Of course, if you’re not into SL you won’t have a clue what I’m talking about and think I’m just making it all up or talking on tongues. So, just take my word for it: there’s mesh, there’s prims, and sometimes there’s sculpties and they all go together like a blind-date gone wrong, when all the two parties can’t wait to do is politely make ones excuses and leave.

ps…. prims are ‘primitives’, visual 3D object with predefined parameter used as the building blocks in SL to make basically everything lok and interact the way they do.
pps…. can’t be bothered to define anything else LOL.
© Anan Eebus 2019

30 January 2019

dead zone



Where do all the avatars go when they’re no longer are here?
I know, I know! Into the dead zone (cue the dramatic music!)
Second Life (SL) is littered with so many phantoms, or what I call fleeters, those who were there once and now not but have left their ghost in names, accounts and avatars which exist and don’t exist at the same time in a limbo. Once upon a time they’d run away to join the circus and then run away from that, the circus being SL, never to be seen again and yet their tantalising breadcrumbs are still to be found going stale.

Second life is becoming a graveyard of empty lives, of echoes, traces, corpses pretty much, the dead existing in name and statistics only on friends lists, on prims, in profiles: are they undead, in a coma, in hibernation, abducted by aliens, avi-napped?!
I know, I know! They’ve moved into Second Unlife, a holding pattern, a waiting room, stasis, perhaps an anteroom to a Second AfterLife.
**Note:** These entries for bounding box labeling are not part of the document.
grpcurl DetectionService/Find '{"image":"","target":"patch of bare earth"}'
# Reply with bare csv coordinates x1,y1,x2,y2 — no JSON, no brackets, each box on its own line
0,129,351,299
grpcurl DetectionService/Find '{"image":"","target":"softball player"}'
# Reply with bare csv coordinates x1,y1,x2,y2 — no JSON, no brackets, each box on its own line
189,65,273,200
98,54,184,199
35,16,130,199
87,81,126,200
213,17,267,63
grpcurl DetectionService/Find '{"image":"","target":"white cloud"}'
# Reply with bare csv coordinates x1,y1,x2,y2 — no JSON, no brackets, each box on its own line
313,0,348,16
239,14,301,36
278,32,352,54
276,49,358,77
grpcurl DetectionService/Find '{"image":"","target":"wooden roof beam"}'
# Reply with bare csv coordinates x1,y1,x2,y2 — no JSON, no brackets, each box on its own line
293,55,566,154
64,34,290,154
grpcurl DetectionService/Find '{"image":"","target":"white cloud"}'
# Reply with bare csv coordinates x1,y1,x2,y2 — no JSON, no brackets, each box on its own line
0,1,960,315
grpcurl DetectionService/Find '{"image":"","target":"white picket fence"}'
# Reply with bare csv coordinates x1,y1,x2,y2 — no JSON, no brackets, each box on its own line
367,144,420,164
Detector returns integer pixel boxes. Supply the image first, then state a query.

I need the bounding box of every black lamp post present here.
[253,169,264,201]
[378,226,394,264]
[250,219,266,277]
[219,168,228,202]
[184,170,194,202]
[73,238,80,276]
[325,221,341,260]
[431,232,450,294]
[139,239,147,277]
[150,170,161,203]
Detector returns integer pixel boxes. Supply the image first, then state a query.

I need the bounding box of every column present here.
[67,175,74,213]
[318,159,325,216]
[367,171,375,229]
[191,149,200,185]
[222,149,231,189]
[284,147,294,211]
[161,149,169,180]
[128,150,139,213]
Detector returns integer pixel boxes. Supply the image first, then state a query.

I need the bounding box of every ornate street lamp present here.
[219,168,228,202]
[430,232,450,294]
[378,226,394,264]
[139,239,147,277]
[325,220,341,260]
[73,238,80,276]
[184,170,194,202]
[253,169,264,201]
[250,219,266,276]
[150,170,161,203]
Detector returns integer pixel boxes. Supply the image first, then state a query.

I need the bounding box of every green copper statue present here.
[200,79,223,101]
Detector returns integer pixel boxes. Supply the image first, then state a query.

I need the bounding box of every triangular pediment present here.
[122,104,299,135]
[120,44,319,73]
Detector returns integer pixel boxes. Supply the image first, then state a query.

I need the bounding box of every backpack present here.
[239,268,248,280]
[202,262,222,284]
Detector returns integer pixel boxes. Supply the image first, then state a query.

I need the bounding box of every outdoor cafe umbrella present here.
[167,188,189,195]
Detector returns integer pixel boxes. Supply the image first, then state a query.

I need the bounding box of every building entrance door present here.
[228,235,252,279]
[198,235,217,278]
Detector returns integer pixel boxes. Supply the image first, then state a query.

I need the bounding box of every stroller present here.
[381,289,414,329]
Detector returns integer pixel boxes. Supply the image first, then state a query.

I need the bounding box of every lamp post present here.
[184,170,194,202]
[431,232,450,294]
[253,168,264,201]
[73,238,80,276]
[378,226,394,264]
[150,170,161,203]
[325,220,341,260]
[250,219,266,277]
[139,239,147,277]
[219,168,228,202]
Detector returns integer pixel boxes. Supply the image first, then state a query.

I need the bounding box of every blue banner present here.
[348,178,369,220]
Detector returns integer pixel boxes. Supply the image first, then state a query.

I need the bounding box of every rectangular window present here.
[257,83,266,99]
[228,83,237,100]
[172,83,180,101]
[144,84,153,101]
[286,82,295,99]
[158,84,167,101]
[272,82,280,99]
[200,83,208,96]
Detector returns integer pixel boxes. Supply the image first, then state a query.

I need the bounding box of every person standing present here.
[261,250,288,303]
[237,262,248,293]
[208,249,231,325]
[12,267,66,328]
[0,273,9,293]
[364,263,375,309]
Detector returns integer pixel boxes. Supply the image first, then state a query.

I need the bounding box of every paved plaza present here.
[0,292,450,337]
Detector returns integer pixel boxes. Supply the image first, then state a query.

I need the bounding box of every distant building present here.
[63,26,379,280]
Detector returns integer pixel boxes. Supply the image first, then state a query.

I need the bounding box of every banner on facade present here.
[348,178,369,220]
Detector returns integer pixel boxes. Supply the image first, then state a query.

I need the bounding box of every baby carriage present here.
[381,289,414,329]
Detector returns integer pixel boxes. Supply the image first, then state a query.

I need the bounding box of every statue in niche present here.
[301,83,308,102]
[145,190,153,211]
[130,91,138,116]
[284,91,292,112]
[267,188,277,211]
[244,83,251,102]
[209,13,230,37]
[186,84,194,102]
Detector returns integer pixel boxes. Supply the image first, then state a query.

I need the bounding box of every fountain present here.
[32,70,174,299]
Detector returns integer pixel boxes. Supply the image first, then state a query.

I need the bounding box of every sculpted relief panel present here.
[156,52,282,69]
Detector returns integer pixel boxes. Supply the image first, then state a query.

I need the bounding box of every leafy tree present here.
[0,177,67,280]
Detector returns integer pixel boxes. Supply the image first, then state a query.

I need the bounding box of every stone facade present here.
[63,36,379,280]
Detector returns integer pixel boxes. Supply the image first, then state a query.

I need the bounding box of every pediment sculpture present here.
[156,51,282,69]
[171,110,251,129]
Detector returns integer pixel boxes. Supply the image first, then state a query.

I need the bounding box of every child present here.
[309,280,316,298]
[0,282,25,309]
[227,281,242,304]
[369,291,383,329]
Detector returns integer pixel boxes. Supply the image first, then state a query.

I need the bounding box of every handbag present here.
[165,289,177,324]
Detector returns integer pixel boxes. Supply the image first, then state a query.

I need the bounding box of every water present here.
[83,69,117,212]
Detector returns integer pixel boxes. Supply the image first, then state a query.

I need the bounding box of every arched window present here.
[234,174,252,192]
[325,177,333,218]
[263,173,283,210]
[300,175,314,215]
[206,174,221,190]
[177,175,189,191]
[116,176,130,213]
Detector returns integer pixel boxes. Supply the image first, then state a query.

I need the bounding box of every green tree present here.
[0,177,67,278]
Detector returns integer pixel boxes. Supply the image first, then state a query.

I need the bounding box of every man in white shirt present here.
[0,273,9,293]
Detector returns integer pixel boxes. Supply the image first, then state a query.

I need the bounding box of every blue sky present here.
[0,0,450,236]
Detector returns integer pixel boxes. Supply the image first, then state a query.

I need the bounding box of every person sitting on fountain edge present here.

After all, some of them might come back one day though the longer they dn’t the less likely they will, while some most definitely won’t being that they shuffled their mortal coil in the real world leaving no clues as to what should happen to their SL-self, or Slelf, should they have pre-deceased their avatar. These are the spookiest, you know they’re gone and yet. Perhaps this is just like real death in real life (RL) where even though the person is gone they are still here in their photos, their old possessions, image, the things they’ve done, and in the minds and hearts of those closest to them.
SL is perhaps one of the largest graveyards in the virtual world, but without any actual graves, just a few with real names with most being merely facades, macabre playgrounds, impressions.
Fleeters are the lost boys and girls inhabiting a dead zone, a land of echoes, a shadowland consigned to forever do so, suspended on the cusp of a black hole not escaping and yet not vanishing utterly inside to be crushed to nothing.
All these names with no one to claim them, that’s what I’d call an existential crisis.